The new subsidiary will carry out Nordstrom's strategic objective to become the leader in fashion-related e-commerce.
Nordstrom.com will be owned principally by Nordstrom, Inc., which will contribute to that subsidiary all of the assets and liabilities associated with both its present catalog and Internet businesses, as well as an additional $10 million in cash. Benchmark Capital and Madrona Investment Group will participate as minority owners, collectively investing $16 million. Benchmark is making one of its largest investments ever -- $15 million -- and will participate on Nordstrom.com's board of directors.
The subsidiary's first major effort will be focused on establishing the world's biggest shoe store, an Internet site to be named NORDSTROMshoes.com, which, by the 1999 holiday season, intends to offer 20 million pairs of shoes. NORDSTROMshoes.com is to be launched in the fall of 1999.
``For some time we have been developing core expertise in one-to-one retailing. Now we are accelerating our presence and offering, and believe we are the best positioned retailer to dominate fashion-related e-commerce,'' said John Whitacre, chairman and chief executive officer of Nordstrom, Inc. ``We will continue to look for ways to serve our customers wherever they want to be served.''
``The apparel market on the Internet is projected to total billions of dollars within three years, and we intend to capture a significant share of that market,'' said Dan Nordstrom, chief executive officer of Nordstrom.com and co-president of Nordstrom, Inc. ``Our experience in selling shoes on-line, combined with strong vendor partnerships, a well-established brand identity and our nearly 100-year heritage selling shoes, convince us this is the right initial focus. Ultimately, we plan to replicate this experience through expanded offerings in a variety of merchandise categories, including apparel, accessories, jewelry, gifts and others.''
NORDSTROMshoes.com currently has agreements with seven shoe vendors: Allen Edmonds, Cole Haan, Dr. Martens, Kenneth Cole, New Balance, Skechers and Stride Rite, in addition to Nordstrom Product Group (which provides shoes under several brand names and labels, including Callaway Golf Apparel by Nordstrom, Expert by Evergreen, Preview, 81st & Park, Baby N Collection, N-Kids, Norsport and Softwear).
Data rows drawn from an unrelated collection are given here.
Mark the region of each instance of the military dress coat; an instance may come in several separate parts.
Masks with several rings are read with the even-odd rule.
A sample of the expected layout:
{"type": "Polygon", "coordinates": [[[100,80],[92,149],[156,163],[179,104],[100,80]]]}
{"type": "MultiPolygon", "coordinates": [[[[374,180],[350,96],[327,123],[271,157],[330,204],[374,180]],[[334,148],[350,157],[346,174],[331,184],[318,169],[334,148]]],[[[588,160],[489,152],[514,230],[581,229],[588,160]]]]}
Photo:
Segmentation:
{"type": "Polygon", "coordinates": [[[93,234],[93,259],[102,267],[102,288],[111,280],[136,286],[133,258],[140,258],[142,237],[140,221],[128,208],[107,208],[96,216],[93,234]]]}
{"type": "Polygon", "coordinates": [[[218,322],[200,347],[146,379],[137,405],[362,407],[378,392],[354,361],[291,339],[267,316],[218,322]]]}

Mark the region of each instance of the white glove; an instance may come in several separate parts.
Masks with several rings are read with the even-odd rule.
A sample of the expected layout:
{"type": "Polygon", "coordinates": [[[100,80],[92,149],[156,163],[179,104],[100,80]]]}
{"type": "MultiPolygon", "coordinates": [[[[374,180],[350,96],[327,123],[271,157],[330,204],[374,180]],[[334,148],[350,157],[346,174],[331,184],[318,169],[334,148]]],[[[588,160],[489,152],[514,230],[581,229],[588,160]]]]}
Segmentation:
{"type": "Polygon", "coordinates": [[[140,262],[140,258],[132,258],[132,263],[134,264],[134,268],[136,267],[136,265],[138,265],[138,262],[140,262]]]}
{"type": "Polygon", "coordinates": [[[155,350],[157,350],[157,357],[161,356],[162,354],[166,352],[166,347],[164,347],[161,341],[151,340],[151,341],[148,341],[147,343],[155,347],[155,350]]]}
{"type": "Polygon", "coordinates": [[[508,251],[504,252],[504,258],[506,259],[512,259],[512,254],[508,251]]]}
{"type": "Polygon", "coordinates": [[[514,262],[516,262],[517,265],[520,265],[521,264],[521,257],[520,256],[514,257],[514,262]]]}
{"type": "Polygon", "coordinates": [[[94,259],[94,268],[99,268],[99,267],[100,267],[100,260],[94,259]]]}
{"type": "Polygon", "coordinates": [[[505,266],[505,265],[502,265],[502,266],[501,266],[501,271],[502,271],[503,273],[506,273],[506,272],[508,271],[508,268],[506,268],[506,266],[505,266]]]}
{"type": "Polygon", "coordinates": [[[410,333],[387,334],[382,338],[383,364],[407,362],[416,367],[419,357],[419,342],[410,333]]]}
Through additional agreements, NORDSTROMshoes.com expects to offer approximately 20 million pairs of shoes by the 1999 holiday season. For comparison, Nordstrom's current Internet site offers approximately 200,000 pairs of shoes.
Nordstrom.com will have its own executive management team and board of directors. However, inter-company agreements will govern the movement of goods between Nordstrom.com and Nordstrom, Inc., as well as a variety of other inter-company relationships incidental to operation of the business and protection of the Nordstrom brand.
Initial investments by the partners in Nordstrom.com will fund site development, software expenditures and promotional activities, including a national advertising campaign for NORDSTROMshoes.com.
``Benchmark is extremely excited to be working with Nordstrom, a company whose brand and customer service reputation have stood the test of time,'' said Benchmark general partner Bill Gurley. ``We are committed to delivering the leading fashion experience on the Internet, and with ourselves, Nordstrom and, most importantly, the employees at Nordstrom.com, we have all the resources necessary to make it happen.''
Benchmark also has been involved with companies such as eBay, Ariba, Webvan, E-Loan, Red Hat and Scient.
Tom Alberg, principal of Madrona Investment Group, has provided strategic counsel to the venture and will continue to be responsible for the Madrona-Nordstrom relationship. Alberg has been a member of the board of directors of Amazon.com since its inception.